First, re the World Cup location announcements, part of you wants to say these are visionary decisions which will help two important countries build a more modern and relevant global identity, and provide two great festivals of football.

A bigger part can’t help fearing that from a fan’s perspective it is hard to think of two worse locations for the second most important sporting event in the world. And no matter how hard you try to say they must have won fair and square on the merits of the case, the nature and the history of Fifa leads great doubts to enter the mind.

Even my sons, for whom the word fanatic does not really capture their interest in football, were saying they could not yet imagine wanting to go to either country to see a tournament.

I suppose come 2018 and 2022 Russia and Qatar will be very different places, but not so different they are likely to drag us from the TV and onto a plane.

Which brings me neatly to my second point, namely the latest curse of modern flying, those bloody wheelie bags that are allowed as handbaggage.

Now I really do try to think about my carbon footprint (and I hate airports) but for various reasons I’ve ended up on six planes in the last three days.

Every single one of them was full. Every single one of them was late (and the weather was fine in Italy so that won’t work as an excuse). And the experience of getting on and off every one of them – bad enough anyway what with all the usual palaver – was worsened by the armies of people with their wretched wheelie bags designed to fit in those ‘this is how big your bag can be’ contraptions that everyone ignores.

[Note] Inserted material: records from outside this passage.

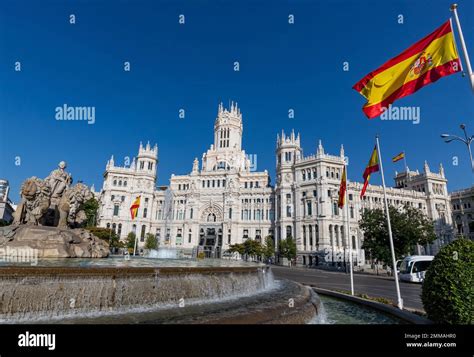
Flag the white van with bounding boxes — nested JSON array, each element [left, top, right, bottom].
[[399, 255, 434, 283]]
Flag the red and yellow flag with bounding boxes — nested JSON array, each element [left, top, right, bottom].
[[360, 145, 379, 198], [352, 20, 462, 119], [337, 166, 347, 208], [392, 151, 405, 162], [130, 196, 141, 220]]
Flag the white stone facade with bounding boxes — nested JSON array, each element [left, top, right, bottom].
[[451, 186, 474, 239], [99, 103, 275, 256], [98, 104, 452, 265]]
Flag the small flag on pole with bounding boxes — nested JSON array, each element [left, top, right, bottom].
[[337, 166, 347, 208], [360, 146, 379, 198], [130, 196, 141, 220], [352, 20, 462, 119], [392, 151, 405, 162]]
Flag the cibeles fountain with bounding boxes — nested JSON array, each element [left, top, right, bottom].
[[0, 162, 320, 324], [0, 161, 109, 258]]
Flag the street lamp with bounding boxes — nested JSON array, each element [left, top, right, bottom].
[[441, 124, 474, 173]]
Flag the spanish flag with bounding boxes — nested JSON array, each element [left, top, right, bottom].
[[130, 196, 141, 220], [392, 151, 405, 162], [352, 20, 462, 119], [337, 166, 347, 208], [360, 145, 380, 198]]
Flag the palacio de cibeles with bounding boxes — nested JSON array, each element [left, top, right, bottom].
[[0, 0, 474, 357], [95, 103, 453, 267]]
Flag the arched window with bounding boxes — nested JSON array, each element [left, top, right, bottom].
[[140, 225, 146, 242]]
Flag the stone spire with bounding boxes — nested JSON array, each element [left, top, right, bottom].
[[423, 160, 431, 174], [193, 157, 199, 174]]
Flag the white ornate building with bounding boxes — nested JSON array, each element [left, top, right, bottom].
[[99, 103, 275, 256], [98, 104, 452, 265]]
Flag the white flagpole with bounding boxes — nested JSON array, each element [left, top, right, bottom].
[[450, 4, 474, 91], [344, 160, 354, 295], [375, 135, 403, 310]]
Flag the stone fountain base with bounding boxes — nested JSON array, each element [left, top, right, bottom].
[[0, 225, 109, 259]]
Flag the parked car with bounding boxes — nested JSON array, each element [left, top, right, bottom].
[[399, 255, 434, 283]]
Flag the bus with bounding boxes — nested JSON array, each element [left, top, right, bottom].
[[399, 255, 434, 283]]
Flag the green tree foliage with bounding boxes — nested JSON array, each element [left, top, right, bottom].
[[262, 236, 275, 259], [80, 197, 99, 227], [278, 236, 296, 260], [125, 232, 137, 253], [145, 233, 158, 249], [421, 238, 474, 324], [359, 206, 436, 263], [227, 239, 266, 260], [86, 227, 123, 248]]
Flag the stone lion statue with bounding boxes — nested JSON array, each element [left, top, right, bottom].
[[57, 183, 94, 228], [13, 177, 51, 225]]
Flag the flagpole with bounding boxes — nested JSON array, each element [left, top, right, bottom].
[[450, 4, 474, 91], [375, 135, 403, 310], [344, 160, 354, 296]]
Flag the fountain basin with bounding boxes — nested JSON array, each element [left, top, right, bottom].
[[0, 265, 273, 323]]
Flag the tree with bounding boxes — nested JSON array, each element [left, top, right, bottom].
[[145, 233, 158, 249], [244, 239, 263, 257], [86, 227, 123, 248], [227, 243, 245, 255], [262, 236, 275, 259], [359, 206, 436, 263], [227, 239, 264, 260], [278, 236, 296, 261], [125, 232, 137, 253], [421, 238, 474, 324], [80, 197, 99, 227]]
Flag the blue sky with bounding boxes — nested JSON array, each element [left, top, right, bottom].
[[0, 0, 474, 200]]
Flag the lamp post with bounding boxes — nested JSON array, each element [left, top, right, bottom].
[[441, 124, 474, 174]]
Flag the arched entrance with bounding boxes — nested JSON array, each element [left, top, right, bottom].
[[198, 205, 223, 258]]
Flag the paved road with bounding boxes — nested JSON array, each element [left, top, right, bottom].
[[272, 265, 423, 310]]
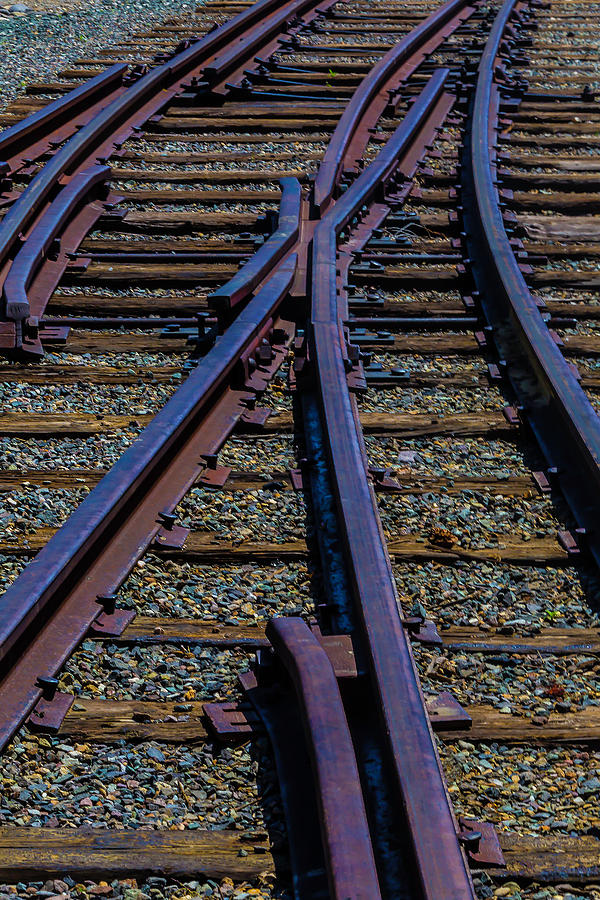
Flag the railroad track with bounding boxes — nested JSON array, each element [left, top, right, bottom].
[[0, 0, 600, 900]]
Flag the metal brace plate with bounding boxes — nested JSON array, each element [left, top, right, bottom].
[[202, 702, 261, 741], [27, 691, 75, 733], [154, 525, 190, 550], [39, 322, 71, 344], [240, 406, 272, 428], [290, 469, 304, 491], [198, 466, 231, 487], [89, 609, 136, 637], [556, 531, 581, 556]]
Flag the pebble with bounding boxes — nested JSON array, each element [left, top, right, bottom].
[[377, 491, 571, 549], [173, 488, 307, 544], [414, 648, 600, 716], [0, 733, 284, 838], [365, 435, 544, 478], [119, 554, 319, 624], [59, 641, 252, 704], [0, 0, 198, 108], [0, 873, 292, 900], [439, 742, 600, 835], [393, 561, 600, 634]]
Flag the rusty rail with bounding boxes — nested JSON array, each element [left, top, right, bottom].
[[266, 618, 381, 900], [463, 0, 600, 563], [4, 166, 110, 319], [0, 169, 300, 748], [0, 0, 326, 344], [313, 0, 473, 214], [310, 70, 475, 900], [207, 178, 302, 314], [0, 63, 128, 171]]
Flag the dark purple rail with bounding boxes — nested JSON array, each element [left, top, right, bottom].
[[465, 0, 600, 560], [0, 0, 322, 314], [0, 229, 296, 672], [314, 0, 469, 213], [207, 178, 302, 313], [266, 618, 381, 900], [311, 70, 475, 900], [0, 63, 128, 169], [4, 166, 110, 320]]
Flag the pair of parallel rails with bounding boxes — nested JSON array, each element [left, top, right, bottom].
[[0, 0, 600, 900]]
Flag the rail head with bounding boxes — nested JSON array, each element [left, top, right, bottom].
[[0, 254, 297, 676], [310, 70, 475, 900], [0, 0, 324, 324], [4, 166, 110, 321], [0, 63, 128, 171], [313, 0, 470, 215], [465, 0, 600, 559], [266, 617, 381, 900], [207, 177, 302, 314]]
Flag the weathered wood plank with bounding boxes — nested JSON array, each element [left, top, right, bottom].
[[264, 410, 518, 439], [440, 625, 600, 656], [117, 616, 268, 649], [0, 528, 577, 566], [0, 412, 152, 437], [105, 616, 600, 656], [58, 692, 600, 746], [0, 826, 274, 882], [432, 705, 600, 746], [519, 215, 600, 241], [500, 831, 600, 884], [0, 410, 518, 437], [58, 697, 209, 744], [0, 364, 182, 384]]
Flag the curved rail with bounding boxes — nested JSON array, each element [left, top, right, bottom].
[[266, 618, 381, 900], [0, 0, 324, 321], [311, 70, 474, 900], [4, 166, 110, 319], [0, 63, 128, 171], [0, 178, 300, 747], [314, 0, 470, 213], [207, 178, 302, 313], [464, 0, 600, 561]]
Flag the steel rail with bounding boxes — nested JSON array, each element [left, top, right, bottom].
[[3, 166, 110, 319], [313, 0, 470, 213], [0, 174, 301, 747], [310, 70, 475, 900], [463, 0, 600, 562], [266, 618, 381, 900], [3, 166, 302, 330], [0, 63, 128, 171], [0, 0, 324, 321], [207, 178, 302, 314]]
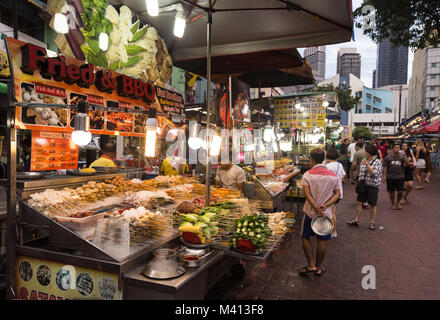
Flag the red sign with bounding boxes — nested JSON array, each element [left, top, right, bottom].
[[88, 95, 104, 106], [35, 83, 66, 99], [31, 131, 78, 171]]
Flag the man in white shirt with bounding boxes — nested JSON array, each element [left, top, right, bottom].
[[215, 162, 246, 192], [347, 139, 360, 179]]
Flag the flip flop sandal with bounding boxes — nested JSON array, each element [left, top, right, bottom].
[[347, 220, 359, 227], [299, 266, 316, 276], [315, 268, 327, 277]]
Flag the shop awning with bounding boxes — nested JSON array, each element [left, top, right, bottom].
[[124, 0, 353, 60], [414, 119, 440, 134], [174, 49, 314, 88]]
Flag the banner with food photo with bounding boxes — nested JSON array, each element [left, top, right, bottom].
[[47, 0, 173, 87], [7, 38, 178, 137]]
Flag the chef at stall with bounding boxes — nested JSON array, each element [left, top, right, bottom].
[[90, 142, 116, 168], [215, 151, 246, 192]]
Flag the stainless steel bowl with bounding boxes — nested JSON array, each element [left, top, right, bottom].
[[17, 172, 46, 180], [93, 167, 119, 173], [66, 169, 96, 176], [312, 216, 333, 237]]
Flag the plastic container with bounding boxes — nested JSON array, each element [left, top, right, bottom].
[[55, 212, 104, 240]]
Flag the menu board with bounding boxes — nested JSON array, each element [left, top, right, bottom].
[[156, 87, 185, 116], [7, 38, 179, 137], [274, 96, 327, 129], [31, 130, 78, 171]]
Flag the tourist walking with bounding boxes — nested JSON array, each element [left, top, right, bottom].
[[414, 139, 426, 189], [425, 141, 434, 183], [383, 143, 410, 210], [347, 144, 382, 230], [324, 149, 345, 238], [299, 148, 341, 276], [347, 139, 360, 181], [351, 142, 366, 182], [338, 143, 350, 182], [400, 142, 416, 204]]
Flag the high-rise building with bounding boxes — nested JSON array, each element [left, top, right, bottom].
[[375, 39, 408, 87], [372, 69, 376, 88], [304, 46, 325, 82], [336, 48, 361, 78], [408, 47, 440, 117]]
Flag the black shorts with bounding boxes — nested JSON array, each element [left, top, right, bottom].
[[387, 179, 404, 192], [356, 186, 379, 206], [403, 167, 414, 181]]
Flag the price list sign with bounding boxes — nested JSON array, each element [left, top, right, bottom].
[[31, 131, 78, 171]]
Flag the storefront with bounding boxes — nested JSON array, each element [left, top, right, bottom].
[[2, 1, 351, 300]]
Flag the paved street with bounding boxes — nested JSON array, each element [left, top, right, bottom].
[[208, 173, 440, 300]]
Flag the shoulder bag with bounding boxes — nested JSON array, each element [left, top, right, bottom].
[[355, 158, 377, 193]]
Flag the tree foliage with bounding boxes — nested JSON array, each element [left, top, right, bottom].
[[354, 0, 440, 49], [304, 83, 360, 111], [352, 127, 373, 140]]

A couple with one bag each becomes like four people, hogging space, closing gaps in corridors through which the impatient non wheelie person (moi) wants to break.  They are also ludicrously inefficient, wobbling from side to side into the owners’ ankles and, every now and then, into mine.

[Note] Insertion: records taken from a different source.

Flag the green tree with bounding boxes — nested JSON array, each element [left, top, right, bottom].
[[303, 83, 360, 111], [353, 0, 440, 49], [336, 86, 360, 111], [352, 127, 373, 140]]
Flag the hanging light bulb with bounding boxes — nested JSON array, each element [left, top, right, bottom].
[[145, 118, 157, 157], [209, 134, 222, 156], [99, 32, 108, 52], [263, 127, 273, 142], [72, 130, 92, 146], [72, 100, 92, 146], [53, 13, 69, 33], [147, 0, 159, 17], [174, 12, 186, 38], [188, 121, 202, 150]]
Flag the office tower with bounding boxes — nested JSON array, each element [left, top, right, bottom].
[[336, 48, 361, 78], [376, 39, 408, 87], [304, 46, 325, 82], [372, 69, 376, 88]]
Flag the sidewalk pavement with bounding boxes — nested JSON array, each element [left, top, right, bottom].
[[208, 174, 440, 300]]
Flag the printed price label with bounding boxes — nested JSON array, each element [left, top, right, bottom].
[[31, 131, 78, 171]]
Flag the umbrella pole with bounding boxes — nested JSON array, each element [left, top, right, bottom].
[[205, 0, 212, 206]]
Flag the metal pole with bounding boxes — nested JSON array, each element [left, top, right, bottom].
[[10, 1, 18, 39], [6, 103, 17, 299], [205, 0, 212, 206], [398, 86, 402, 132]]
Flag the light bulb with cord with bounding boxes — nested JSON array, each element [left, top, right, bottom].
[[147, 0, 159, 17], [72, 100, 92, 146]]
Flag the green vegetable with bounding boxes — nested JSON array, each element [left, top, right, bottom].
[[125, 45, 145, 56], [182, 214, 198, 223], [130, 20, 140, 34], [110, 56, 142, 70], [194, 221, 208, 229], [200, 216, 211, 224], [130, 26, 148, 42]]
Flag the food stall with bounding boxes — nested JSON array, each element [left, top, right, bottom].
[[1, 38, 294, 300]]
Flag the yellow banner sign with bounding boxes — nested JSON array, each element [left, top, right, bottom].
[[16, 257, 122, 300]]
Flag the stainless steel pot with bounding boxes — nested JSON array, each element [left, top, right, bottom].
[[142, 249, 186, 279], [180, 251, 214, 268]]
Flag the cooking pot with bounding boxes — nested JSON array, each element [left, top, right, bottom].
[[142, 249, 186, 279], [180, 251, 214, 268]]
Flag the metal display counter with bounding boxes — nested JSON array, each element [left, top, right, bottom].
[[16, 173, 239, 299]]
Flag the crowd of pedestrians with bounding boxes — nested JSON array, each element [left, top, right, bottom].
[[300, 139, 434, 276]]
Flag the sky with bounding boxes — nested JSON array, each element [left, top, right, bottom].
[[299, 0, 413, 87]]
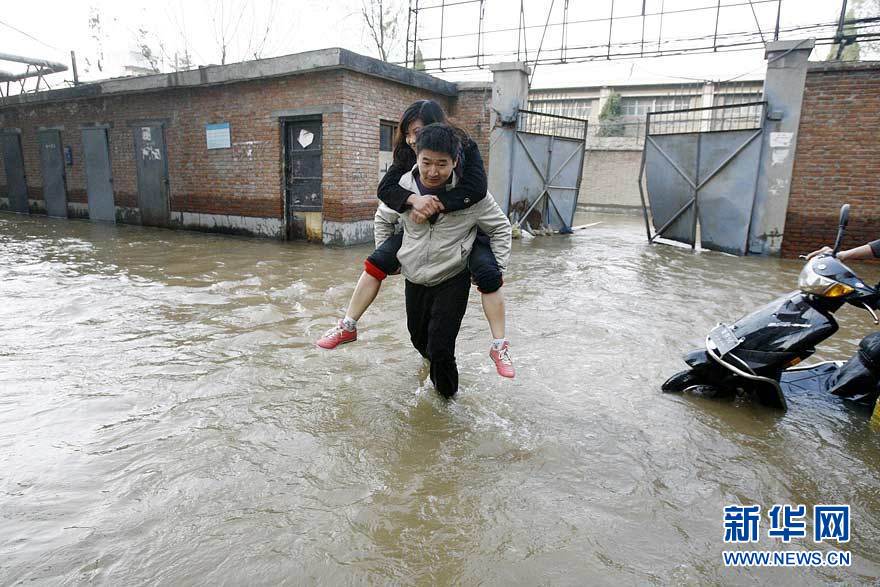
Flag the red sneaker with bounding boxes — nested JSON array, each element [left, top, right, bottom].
[[489, 341, 516, 379], [316, 320, 357, 349]]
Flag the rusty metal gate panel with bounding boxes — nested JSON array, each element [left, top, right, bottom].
[[645, 135, 697, 243], [699, 130, 761, 255], [37, 129, 67, 218], [83, 127, 116, 222], [0, 131, 30, 214], [507, 110, 587, 233], [639, 102, 766, 255], [133, 124, 171, 226]]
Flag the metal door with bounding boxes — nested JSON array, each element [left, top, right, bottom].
[[506, 110, 587, 233], [83, 128, 116, 222], [639, 102, 766, 255], [284, 118, 324, 212], [0, 132, 30, 214], [134, 124, 170, 226], [37, 130, 67, 218]]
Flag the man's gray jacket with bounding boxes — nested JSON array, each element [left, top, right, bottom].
[[374, 167, 511, 287]]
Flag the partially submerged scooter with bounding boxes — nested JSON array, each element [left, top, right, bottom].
[[662, 204, 880, 410]]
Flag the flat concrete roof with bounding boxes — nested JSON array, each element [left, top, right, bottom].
[[0, 47, 458, 109], [807, 61, 880, 73], [528, 78, 764, 94]]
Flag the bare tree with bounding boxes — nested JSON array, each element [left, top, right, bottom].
[[84, 6, 104, 71], [135, 26, 165, 73], [361, 0, 403, 61]]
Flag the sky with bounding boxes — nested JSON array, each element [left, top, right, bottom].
[[0, 0, 868, 88]]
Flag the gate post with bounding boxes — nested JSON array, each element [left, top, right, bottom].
[[489, 61, 529, 214], [749, 39, 815, 255]]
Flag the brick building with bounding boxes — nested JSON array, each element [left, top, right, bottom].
[[782, 61, 880, 257], [0, 49, 491, 244]]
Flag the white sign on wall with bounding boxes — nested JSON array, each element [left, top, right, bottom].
[[205, 122, 232, 149]]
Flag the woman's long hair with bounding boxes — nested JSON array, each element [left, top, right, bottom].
[[394, 100, 470, 169]]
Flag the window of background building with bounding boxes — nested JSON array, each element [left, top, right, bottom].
[[529, 99, 593, 118], [620, 96, 697, 116]]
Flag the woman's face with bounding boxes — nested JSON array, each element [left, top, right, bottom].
[[406, 118, 425, 152]]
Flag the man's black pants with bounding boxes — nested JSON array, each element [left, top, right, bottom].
[[406, 270, 471, 398]]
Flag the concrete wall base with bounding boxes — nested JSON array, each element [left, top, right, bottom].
[[171, 212, 284, 239], [324, 220, 373, 246]]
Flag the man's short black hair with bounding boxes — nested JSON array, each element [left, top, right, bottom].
[[416, 122, 461, 161]]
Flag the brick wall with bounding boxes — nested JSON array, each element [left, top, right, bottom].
[[0, 70, 464, 237], [324, 71, 449, 222], [782, 62, 880, 257], [450, 84, 492, 173], [0, 71, 342, 218]]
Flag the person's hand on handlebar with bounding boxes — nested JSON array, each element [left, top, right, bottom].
[[807, 241, 877, 261], [807, 246, 834, 261]]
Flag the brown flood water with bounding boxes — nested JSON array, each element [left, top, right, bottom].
[[0, 214, 880, 585]]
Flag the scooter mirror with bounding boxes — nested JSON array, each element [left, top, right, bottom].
[[831, 204, 849, 257]]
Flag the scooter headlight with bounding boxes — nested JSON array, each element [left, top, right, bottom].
[[798, 263, 855, 298]]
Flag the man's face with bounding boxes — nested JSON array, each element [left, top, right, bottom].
[[418, 149, 455, 188]]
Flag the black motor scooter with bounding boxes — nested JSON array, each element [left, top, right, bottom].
[[662, 204, 880, 410]]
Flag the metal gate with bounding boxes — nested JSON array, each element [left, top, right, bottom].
[[0, 131, 30, 214], [506, 110, 587, 233], [134, 124, 170, 226], [83, 127, 116, 222], [283, 117, 324, 238], [37, 129, 67, 218], [639, 102, 767, 255]]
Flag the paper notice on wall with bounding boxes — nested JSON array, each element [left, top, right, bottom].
[[205, 122, 232, 149], [770, 149, 791, 165], [770, 132, 794, 149], [296, 128, 315, 149]]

And of course though technically they might fit into luggage cabins, in reality they don’t, not when the owners are also piling in coats, hats, handbags and crap bought in the duty free shops. So on two of my six flights, so clogged were the overhead cabins that poor wheelie bag owners had to be separated from their wheelie bags, while sensible small rucksack types like moi could keep all our wordly goods under the seat in front. You’d have thought the poor wheelie wheelers  were being asked to give up a dog or a child for heaven’s sake as said wheelies were taken off to join the big bad bags in the hold.

Bottom line — people fly too much (me included) and when they fly they take too much stuff with them (not me included).

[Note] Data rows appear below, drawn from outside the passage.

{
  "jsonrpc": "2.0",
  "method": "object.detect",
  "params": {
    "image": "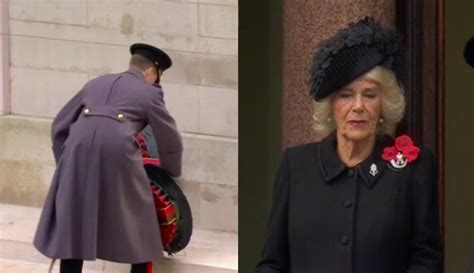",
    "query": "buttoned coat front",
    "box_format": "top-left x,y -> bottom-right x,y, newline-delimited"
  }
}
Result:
34,69 -> 182,263
256,134 -> 442,273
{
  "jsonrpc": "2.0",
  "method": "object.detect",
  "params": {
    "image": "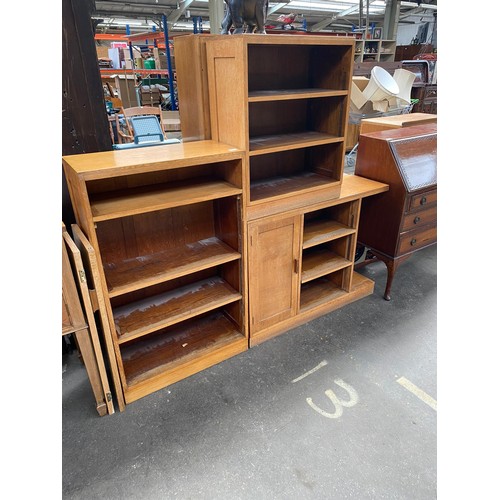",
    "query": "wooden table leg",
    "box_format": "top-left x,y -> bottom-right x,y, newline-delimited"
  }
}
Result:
74,328 -> 108,417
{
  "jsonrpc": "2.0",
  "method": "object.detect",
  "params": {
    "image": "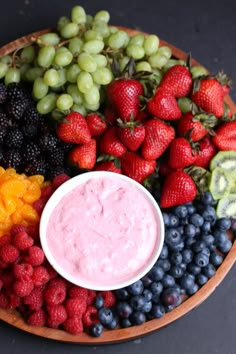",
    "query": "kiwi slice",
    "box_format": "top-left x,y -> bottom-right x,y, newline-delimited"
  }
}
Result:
209,167 -> 233,199
216,194 -> 236,218
210,150 -> 236,172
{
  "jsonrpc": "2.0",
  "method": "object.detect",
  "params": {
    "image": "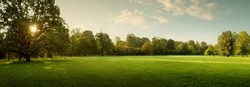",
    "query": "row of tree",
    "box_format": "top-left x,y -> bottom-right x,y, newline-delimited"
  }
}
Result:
0,0 -> 250,61
69,28 -> 208,56
205,31 -> 250,57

The one flight that almost made it on time was the last, coming into Heathrow last night from Milan. Ex Chelsea player Andrei Shevchenko was on it, playing blackjack on his phone. He also had a big shopping bag which, sensibly, he kept by his feet.

There was a stunning redhead model (I could just tell) on the flight too, who alas was seated next to a big balding Italian instead of me. She would have brightened up the journey a bit, and possibly calmed my mood.

Meanwhile when we arrived at Heathrow, we sat there for a while before the pilot announced we would have to sit a while longer because there were no available disembarkation slots.

When one finally became available after half an hour staring at tarmac, my patience had run out. I did a little ankle tap on the wheelie bag of a man who got in my way as we headed to passport control.

Final thought re Russia/Qatar. What with China motoring on to become next superpower, it is possible to discern a trend … the countries with the freeest media systems appear in the modern world to be at a disadvantage. The worldwide coverage of WikiLeaks adds to that sense … I don’t imagine Iranians will have read much their rulers don’t want them to see; same story in many of the Middle Eastern countries whose leaders have been shown to say very different things in private and public; and I see in The Guardian that Russian TV has yet to broadcast any of the embarrassing stuff about Vladimir Putin, or the notion of Russia as a mafia state, whereas countries like Britain and the US have had to take the full whack for any indiscretion or embarrassing observation of post-prandial Ambassadors.

As we sat on the plane, I recalled a recent comment from William Hague – delivered in a favourable tone – about the extraordinary pace of airport expansion in China. Here, not least because of the opportunism of the Tories in opposition, you can’t even get a third runway going. As for new airports, Qatar will have held the World Cup by the time you get through all the planning, public inquiries and media gnashing of teeth.

No, I’m not calling for an unfree media, just making the point that in some circumstances,  advanced democracies have considerable inbuilt disadvantages against absolute Monarchies, virtual dictatorships, and Russian leaders admired by Silvio Berlusconi for their authoritarian style.

So when an organisation like Fifa is making the decisions, I suppose we really should have seen it coming.